= Peter Westerstrøm =

Swedish mass murderer (1779–1809)

Peter Westerstrøm (1779–1809) was a Swedish mass murderer who gained notoriety for the Saksebøl Slaughter in Moss, Norway during the Napoleonic wars.

==Background==
Peter Westerstrøm was born in Ljungby in Sweden around 1779. His father Jonas was the local sexton, but died when Peter was 8 years old. His mother died in 1804 and Peter was raised by his brother. He started his professional career as a man-servant; later on he started training as a tailor, but never became more than an apprentice. He later claimed to have tried to have started an enterprise refining cotton, but he had to borrow money and the enterprise failed. This story was never corroborated as there was a state of war between Denmark-Norway and Sweden at the time, and there was serious doubt about his story.

By 1806, he had moved to Norway. By his own confession, the move was in order to avoid being thrown into the debtors' prison after his bankruptcy. An unconfirmed rumour stated that he had fled Sweden after having murdered and robbed his late employer, Lieutenant General Liljehorn. In Norway, he established himself as a tailor in the city of Moss, traveling around the local countryside to obtain work from the surrounding peasantry.
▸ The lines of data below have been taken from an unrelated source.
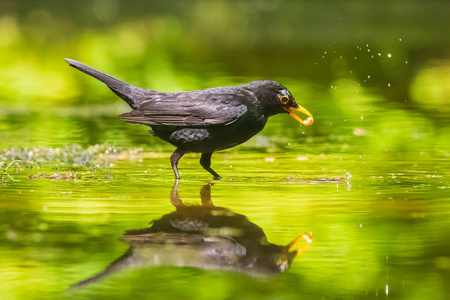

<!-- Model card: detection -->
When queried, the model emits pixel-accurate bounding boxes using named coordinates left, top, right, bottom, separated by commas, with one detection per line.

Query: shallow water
left=0, top=0, right=450, bottom=300
left=0, top=139, right=450, bottom=299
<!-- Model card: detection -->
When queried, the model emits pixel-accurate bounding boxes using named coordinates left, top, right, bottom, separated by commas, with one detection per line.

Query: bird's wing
left=120, top=88, right=254, bottom=127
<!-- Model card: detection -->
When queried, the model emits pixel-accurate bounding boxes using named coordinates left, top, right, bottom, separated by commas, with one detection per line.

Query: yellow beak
left=284, top=105, right=314, bottom=126
left=286, top=232, right=312, bottom=254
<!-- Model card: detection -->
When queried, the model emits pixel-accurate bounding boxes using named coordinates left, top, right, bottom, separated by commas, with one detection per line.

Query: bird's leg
left=200, top=152, right=222, bottom=180
left=170, top=148, right=184, bottom=179
left=200, top=183, right=214, bottom=207
left=170, top=179, right=184, bottom=207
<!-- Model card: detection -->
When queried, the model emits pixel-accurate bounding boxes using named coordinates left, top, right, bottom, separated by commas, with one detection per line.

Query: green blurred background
left=0, top=0, right=450, bottom=152
left=0, top=0, right=450, bottom=299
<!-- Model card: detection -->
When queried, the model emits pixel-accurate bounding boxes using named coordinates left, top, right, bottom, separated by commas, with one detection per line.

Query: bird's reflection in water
left=71, top=184, right=312, bottom=288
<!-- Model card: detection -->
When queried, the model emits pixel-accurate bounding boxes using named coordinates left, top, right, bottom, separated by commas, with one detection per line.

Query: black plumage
left=66, top=59, right=313, bottom=179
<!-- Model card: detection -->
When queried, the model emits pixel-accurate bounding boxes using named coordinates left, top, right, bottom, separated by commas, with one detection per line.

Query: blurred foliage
left=0, top=0, right=450, bottom=154
left=0, top=0, right=450, bottom=299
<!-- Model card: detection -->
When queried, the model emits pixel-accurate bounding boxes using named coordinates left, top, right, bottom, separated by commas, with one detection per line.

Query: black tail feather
left=64, top=58, right=140, bottom=109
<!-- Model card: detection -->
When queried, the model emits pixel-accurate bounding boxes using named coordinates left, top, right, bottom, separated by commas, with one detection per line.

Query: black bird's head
left=247, top=80, right=314, bottom=126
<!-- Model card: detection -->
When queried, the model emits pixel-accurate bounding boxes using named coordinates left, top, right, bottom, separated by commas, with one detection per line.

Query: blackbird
left=65, top=59, right=314, bottom=179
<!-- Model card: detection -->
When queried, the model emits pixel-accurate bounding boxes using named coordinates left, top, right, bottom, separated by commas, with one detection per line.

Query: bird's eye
left=280, top=96, right=289, bottom=104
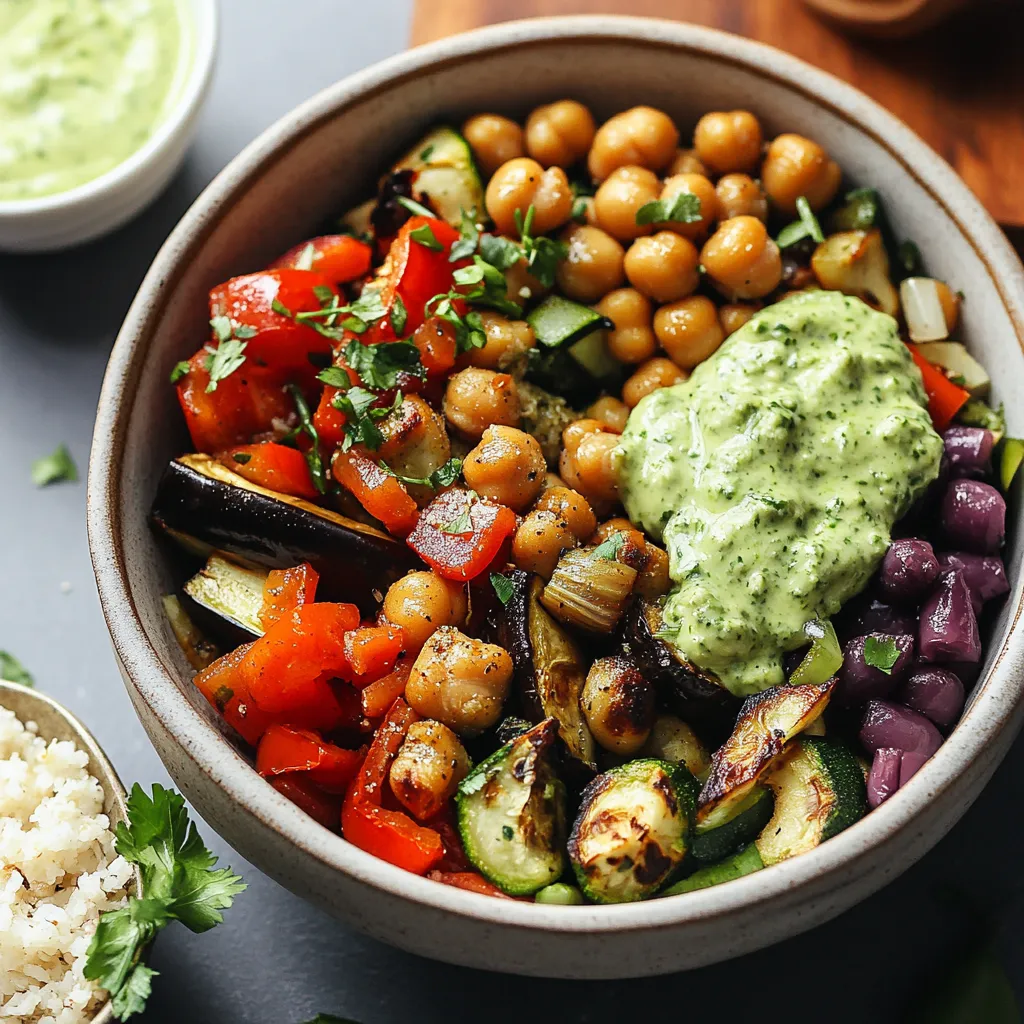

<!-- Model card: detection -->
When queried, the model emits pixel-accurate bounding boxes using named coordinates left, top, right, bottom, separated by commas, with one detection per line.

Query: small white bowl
left=0, top=0, right=217, bottom=252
==The crime - The Saksebøl Slaughter==
During the night of 31 December 1808-1 January 1809, he killed the four inhabitants at the station Saksebøl in Hobøl. The victims were the station manager Johannes Jensen and his three servants Lars Arvesen, Jens Svensen and Karen Olsdatter. The murder weapon was an axe he had brought with him for the explicit purpose of murder. The motive was greed; the station manager's strongbox was forced and the house robbed of valuables. Westerstrøm fled with 20 daler in cash, some clothes, some silver spoons, a pair of boots and a pipe. After the crime, he tried to reach Sweden but was hindered by foul weather.

==The investigation==
The autopsy was undertaken by Dr Hans Munk. An investigative commission was established consisting of Christian Magnus Falsen (judge in Follo), sheriff Jacob Wulfsberg in Christiania (now Oslo), Lieutenant Colonel Hans Jacob von Scheel and the judge in Moss, Ove Hiorth. A reward of 1,000 daler was offered for information that would lead to arrest of the guilty. This reward led to Westerstrøm being turned in by friends.

On 6 February 1809, Peter Westerstrøm was arrested at Moss and brought before the commission. He confessed to the murders after some attempts at denial. The case was open and shut: He was found in possession of much of the stolen goods and could lead the authorities to where he had hidden the rest. As for the motive, Westerstrøm first claimed mental depression, stating that he wanted to commit suicide and this way he could get the state executioner to do the job. His second explanation stated that, as he was an unreformable criminal, he wanted to be remembered as the greatest crook in Norwegian history. His third confession stated that the murder was done out of revenge, as he believed the station manager had been instrumental in breaking up his engagement to a rich heiress.

==Trial and execution==
On 24 July 1809, he was sentenced by the commission to be pinched five times with red-hot pincers by the executioner; after this his hand would be lopped off with an axe and finally he would be beheaded. The head, the hand and the body would then be publicly displayed on poles until they rotted. This was the punishment recommended for murders within the family (patricides, matricides, but also murders of employers).

On 16 August 1809, this sentence was moderated in the Supreme Court. He was sentenced for premeditated homicide only, and the punishment was reduced to simple beheading with axe; the torture was dropped. Only his head would go on the pole.

On 23 September 1809, King Frederik VI approved of the sentence of the Supreme Court. On 27 October 1809, Westerstrøm was executed in front of the prison in Moss. With him at the scaffold was his parson Niels Wulfsberg. The executioner was Anton Lædel, this being his fifth execution. After 24 hours, the head was taken down again and buried next to the corpse.